I live in the Portland Oregon area and wild blackberry vines - seen here - are a horrible nuisance plant that will take over an entire yard, including shrubs and small trees, if not taken care of quickly.
On the other hand, you will see English Ivy used as ground cover. The ivy also grows quickly and seems to cover all available surfaces if not maintained.
This has led to a question - if the same area has both blackberry vines and ivy growing, which vine will end up victorious? I refuse to use my yard as a lab.
Neither wins really - the blackberry will send up arching stems that are too whippy and fast-growing for the ivy to climb and smother, and as ivy tolerates deep shade, it won’t be completely out-competed by the brambles.

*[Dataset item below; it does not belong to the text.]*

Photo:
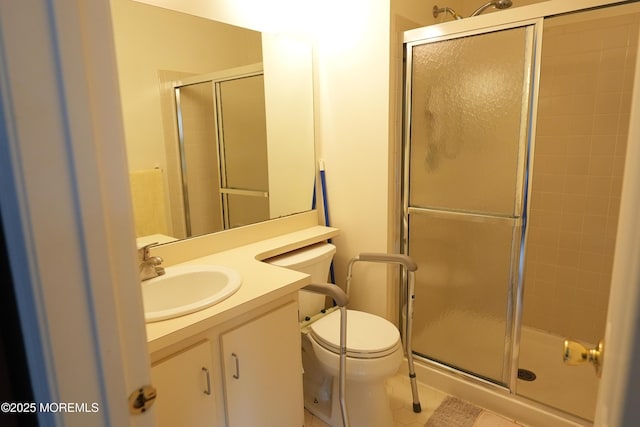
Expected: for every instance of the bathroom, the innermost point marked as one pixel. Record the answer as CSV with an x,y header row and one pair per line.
x,y
342,136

If left completely alone for years on end, it will form a dense combined thicket, but neither will necessarily prevail over the other.
But have you seen Oregon blackberries? They make impenetrable thickets with vicious hooked thorns. You can’t get close enough to the crop to pick the fruit.

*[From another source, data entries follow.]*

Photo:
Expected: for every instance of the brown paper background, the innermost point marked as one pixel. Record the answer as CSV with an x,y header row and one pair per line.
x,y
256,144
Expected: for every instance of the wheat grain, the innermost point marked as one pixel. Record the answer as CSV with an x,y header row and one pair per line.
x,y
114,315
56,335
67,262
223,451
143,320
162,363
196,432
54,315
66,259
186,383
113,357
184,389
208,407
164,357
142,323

I’m also in the Pacific Northwest (just north of Seattle) and the greenbelt behind my house is a perfect testing ground for the OP’s question. The blackberries dominate where there is more sun, and the ivy dominates when there is less.
I have obliterated the blackberries (it only took five years). While it is theoretically nice to have berries to eat, the reality is that birds get to them first, leaving me with a wicked tangle of thorns year-round.
I am slowly working on getting rid of the ivy, but I’m a little less motivated. As long as I keep the ivy from climbing and killing all the trees, it’s actually kind of pretty. (I actually found a tree that was so dead, only the ivy was holding it up.)
Oh yes, seen them, cussed at them, picked them, eaten them and brushed survey lines through them with a machete. Oh, and drunk the wine. They’re certainly not user-friendly but they can be had.